Shooting vs. Hunting — And What Exactly Is Fair Chase?

When it comes to defining fair chase, do you agree with your bowhunting friends? Do you agree with me?
Shooting vs. Hunting — And What Exactly Is Fair Chase?

A while back I wrote a column for this magazine on the topic of hunting ethics, the premise being that when you’re hunting by yourself with nobody watching there are opportunities to break the rules. It’s a test of your moral compass, and the reader response I received was big. That tells me Bowhunting World readers take ethical hunting most seriously.

Your responses, along with an email I received from a Mexican outfitter back in May, got me to thinking about the subject of fair-chase hunting. What does it mean, exactly? Who defines it? Is it the same for everybody? Why is it important?

The email read, in part: Friends, we have two monster desert bighorn sheep over 190 inches inside the fence available to be hunted during the 2018-2019 season. These two sheep have already been measured, and we expect them to go 195-plus for next season. We also have a good variety of sheep of different sizes ranging from 160 inches up to 185 inches at different price ranges. Lodging, first-class cuisine, 5-star service are included. Of course, we keep hunting our free-range ranches as every year. Please contact me if you have any interest in any of these sheep. Take a look at the photos of the sheep we are talking about. They are absolutely impressive.

The one word that makes this entire scenario so wrong, at least in my book, is “hunted.”

Shooting vs. Hunting

Shooting one of these rams inside a high fence under these conditions doesn’t resemble, in any way, shape or form, fair-chase hunting, at least in my mind. It’s nothing more than collecting. And if that’s what someone wants to do, I truly don’t have a problem with that. But please, don’t call it “hunting.” One of the things fair-chase hunting means is that there is no guaranteed outcome.

The whole topic of hunting inside a high fence is a bit complicated.
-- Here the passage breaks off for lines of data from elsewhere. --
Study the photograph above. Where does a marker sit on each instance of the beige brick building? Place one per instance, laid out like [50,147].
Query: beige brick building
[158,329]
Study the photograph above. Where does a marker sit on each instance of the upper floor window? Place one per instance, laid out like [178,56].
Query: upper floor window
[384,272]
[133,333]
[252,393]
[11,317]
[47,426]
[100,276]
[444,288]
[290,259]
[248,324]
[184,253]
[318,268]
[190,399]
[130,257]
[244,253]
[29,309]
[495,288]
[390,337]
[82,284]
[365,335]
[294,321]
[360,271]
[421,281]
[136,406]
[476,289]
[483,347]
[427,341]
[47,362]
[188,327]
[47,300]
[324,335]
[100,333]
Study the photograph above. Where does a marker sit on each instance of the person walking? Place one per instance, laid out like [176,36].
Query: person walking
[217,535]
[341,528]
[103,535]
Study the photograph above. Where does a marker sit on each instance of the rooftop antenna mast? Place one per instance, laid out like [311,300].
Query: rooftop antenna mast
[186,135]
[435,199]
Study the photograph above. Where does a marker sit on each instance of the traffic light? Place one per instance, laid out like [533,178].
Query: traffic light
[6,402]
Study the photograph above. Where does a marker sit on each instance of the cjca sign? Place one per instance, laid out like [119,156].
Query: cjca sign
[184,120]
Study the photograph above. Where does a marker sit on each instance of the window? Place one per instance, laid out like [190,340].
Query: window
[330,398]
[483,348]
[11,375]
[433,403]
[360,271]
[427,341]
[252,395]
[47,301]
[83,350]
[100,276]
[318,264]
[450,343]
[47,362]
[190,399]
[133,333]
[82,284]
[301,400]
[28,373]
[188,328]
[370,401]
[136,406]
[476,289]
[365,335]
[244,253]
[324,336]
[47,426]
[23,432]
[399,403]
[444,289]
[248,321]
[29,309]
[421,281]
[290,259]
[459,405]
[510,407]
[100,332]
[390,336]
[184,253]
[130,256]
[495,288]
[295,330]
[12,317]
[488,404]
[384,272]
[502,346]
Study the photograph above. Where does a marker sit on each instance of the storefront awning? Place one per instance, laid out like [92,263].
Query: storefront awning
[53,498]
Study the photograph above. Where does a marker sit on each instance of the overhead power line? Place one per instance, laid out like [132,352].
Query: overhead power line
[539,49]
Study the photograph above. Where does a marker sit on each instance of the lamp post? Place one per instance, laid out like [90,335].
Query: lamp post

In much of the world, it’s an accepted practice. Here in the U.S., high-fence hunting occurs to a smaller degree. In Texas, for example, there are lots of high-fence ranches that offer whitetails as well as exotic animals imported from around the world. Some other states have high-fence ranches specializing in monster whitetail bucks, with pricing determined by the size of the antlers. You can also find ranches that offer big bull elk, bighorn sheep and other animals. It’s a highly-controversial industry, to say the least.

Fair Chase — It’s Far More Than Fence Size

If you’ve never been exposed to it, at first blush you might think it means caging an animal inside a relatively small enclosure. That’s not necessarily true. In South Africa, for example, I bowhunted plains game 1 week on a fenced ranch that encompassed almost 30,000 acres — that’s nearly 47 square miles — much of it rugged, mountainous terrain where hunting was difficult, to say the least. I didn’t find getting a shot at an animal to be like shooting a duck in a barrel at all.

The Pope & Young Club states on its website that “The fair chase concept does, however, extend beyond the hunt itself; it is an attitude and a way of life based in a deep-seated respect for wildlife, for the environment and for other individuals who share the bounty of this vast continent’s natural resources.”

That’s well stated. My friend Keith Balfourd, an officer with the Boone & Crockett Club, is one who emailed me about my column about hunting ethics. He said, “We sure could use more folks talking about our ethics,” then directed me to a website (www.huntfairchase.com) showing what B&C is doing to emphasize fair-chase hunting. There’s some really good stuff here.

fair chase

That Was Then, This Is Now

In early America, how we hunted didn’t matter; game was plentiful and hunting wasn’t for sport. It was for survival and profit. But by the late 1800s, unregulated sport and commercial market hunting had taken its toll, and wildlife was no longer abundant. Enter Theodore Roosevelt, who formed a group of his friends into the Boone and Crockett Club in 1887 to address this rapid decline. Their solution? Promote a new system of natural resource use called “conservation,” and promote regulated hunting as the foundation for this new system.

If hunting was going to be allowed to continue, how it was being conducted and the character of the hunter now mattered. Fair chase became a part of an overall conservation ethic, defining a true sportsman as one who could kill game, yet use self-restraint and stand guard to ensure that wildlife populations would never be threatened again. It didn’t mean hunting was a sport like other contests, but rather its participants used a “sporting” approach. Fair chase defined the rules, elevating sportsmen to highly-respected members of the community both for their skill as woodsmen and providers, but also for their commitment to something greater than themselves.

Today, hunting is under the microscope as never before. Anti-hunting organizations are large, with deep pockets and highly motivated members. They don’t let the facts get in the way of the falsehoods they spread about hunters and hunting to the majority of Americans who not only don’t hunt, but increasingly know little about how Mother Nature really works.

Today, more than ever, the concept of fair-chase hunting is bedrock to our survival. So, to answer the Mexican outfitter’s email: Count me out. Way out.